Toshi Motooka @toshi_moto 2013年1月25日
大変に興味深く拝見致しました。総論としてはこのような形であろうと思うのですが、ただ、腐植が多い場合にはプラントオパール由来の非晶質含水型珪酸の量が多くなるように思うのですが、これの影響は考えなくても良いレベルなのでしょうか?

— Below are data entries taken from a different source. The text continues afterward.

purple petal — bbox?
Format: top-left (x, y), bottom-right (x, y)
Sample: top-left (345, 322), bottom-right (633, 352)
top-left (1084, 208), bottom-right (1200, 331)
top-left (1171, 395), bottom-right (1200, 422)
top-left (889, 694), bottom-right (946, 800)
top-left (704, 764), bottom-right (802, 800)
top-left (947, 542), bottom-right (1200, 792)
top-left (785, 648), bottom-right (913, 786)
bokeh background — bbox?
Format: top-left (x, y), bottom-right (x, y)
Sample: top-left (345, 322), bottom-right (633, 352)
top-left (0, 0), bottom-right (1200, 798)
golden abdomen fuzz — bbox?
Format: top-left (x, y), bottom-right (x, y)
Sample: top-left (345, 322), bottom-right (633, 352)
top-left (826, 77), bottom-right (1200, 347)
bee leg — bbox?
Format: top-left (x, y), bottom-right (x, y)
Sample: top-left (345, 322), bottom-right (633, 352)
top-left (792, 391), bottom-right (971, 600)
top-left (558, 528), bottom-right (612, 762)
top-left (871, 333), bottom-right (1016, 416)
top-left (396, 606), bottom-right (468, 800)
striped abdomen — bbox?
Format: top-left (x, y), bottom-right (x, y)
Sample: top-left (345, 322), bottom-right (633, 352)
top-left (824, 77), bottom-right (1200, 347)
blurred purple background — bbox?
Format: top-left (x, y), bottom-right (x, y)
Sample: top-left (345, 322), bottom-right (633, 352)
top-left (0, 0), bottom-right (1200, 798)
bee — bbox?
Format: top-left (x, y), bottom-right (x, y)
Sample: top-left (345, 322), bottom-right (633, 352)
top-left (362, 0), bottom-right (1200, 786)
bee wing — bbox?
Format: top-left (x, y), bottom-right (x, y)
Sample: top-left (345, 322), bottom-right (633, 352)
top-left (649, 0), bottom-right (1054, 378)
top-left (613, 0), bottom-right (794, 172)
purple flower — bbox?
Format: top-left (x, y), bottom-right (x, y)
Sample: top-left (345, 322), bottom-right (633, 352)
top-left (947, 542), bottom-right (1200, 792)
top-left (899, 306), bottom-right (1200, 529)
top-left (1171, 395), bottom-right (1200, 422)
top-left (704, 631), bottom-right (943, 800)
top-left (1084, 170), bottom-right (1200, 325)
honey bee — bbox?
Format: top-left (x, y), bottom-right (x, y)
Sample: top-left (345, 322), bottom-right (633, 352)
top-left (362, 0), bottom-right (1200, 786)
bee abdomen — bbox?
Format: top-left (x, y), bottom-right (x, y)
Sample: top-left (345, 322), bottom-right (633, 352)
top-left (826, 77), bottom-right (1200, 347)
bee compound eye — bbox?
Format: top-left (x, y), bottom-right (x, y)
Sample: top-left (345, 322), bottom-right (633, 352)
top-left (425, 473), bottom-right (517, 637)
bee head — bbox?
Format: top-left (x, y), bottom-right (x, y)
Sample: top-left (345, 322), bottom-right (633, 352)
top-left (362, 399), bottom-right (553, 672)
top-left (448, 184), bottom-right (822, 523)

nao @parasite2006 2013年1月25日
toshi_moto ご教示有難うございます。確かに植物体内には非晶質含水シリカhttp://t.co/khu5U7ll が存在して1価の金属陽イオンを結合しますね。ただ植物体内の非晶質含水シリカが実際に腐植経由でどのくらいの量土壌中に持ち込まれて、土壌のセシウム保持力を上げているのだろうかとも思います。またたとえ植物体由来のケイ素が土壌中に持ち込まれていたとしても、土壌が酸性の場合実際どの程度セシウムを結合できていたのかしら。
nao @parasite2006 2013年3月26日
@sushikubo さんのまとめ「チェルノブイリでの内部被ばくと土壌」http://bit.ly/YbJ4H8 の引用を追加させていただきました。有難うございました。土質が違えばそこに住む人の内部被曝量に差が出ていたというIAEA報告。自給自足が基本の地域ならではの事情。
nao @parasite2006 2017年10月3日
「参考2:土質の違いは川の水の中の微粒子や川底に溜まる土砂の性質にも現れます」を追加しました。
こなみひでお @konamih 2017年10月3日
日本の土壌中の粘土鉱物がセシウムイオンを強く吸着することを知ったのは大きな驚きだった。
けいぶる・ぼーく @madfall1213 2017年10月3日
ポリーシャの風景を創りしもの 阿武隈とも相双とも異なりし風景を創りし土壌から想起される相場観大切
けいぶる・ぼーく @madfall1213 2017年10月3日
ポリーシャ…阿武隈とも相双とも異なりし風景を創りし土壌から…想起すべき相場観
KokyuHatuden @breathingpower 2017年10月5日
詳細な検証、ありがとうございます。福島県にとって大きな福音です。 参考までですが、粘土がCsを吸着することは、日本土壌肥料学会が2011年4月12日に資料を掲示しています。 http://jssspn.jp/info/nuclear/cs.html
KokyuHatuden @breathingpower 2017年10月5日
サイエンスポータルに2014年11月6日付で掲載された記事「福島の土がセシウム取り込む仕組み解明」 http://scienceportal.jst.go.jp/news/newsflash_review/newsflash/2014/11/20141106_01.html
nao @parasite2006 2017年10月5日
breathingpower 日本土壌肥料学会は震災直後から農業の復興に役立つ情報を積極的に発信していて、私もずっと見ていました。今もこのページhttp://jssspn.jp/info/nuclear/index.html にまとめられていて、折にふれて情報発信が継続されていることがわかります。
nao @parasite2006 2017年10月27日
「放射性セシウムを結合した土壌をいじって遊んだこどもが土のついた手を口に突っ込んで土を食べてしまったらどのくらい内部被爆するか?」という疑問に答えた論文の紹介を追加しました。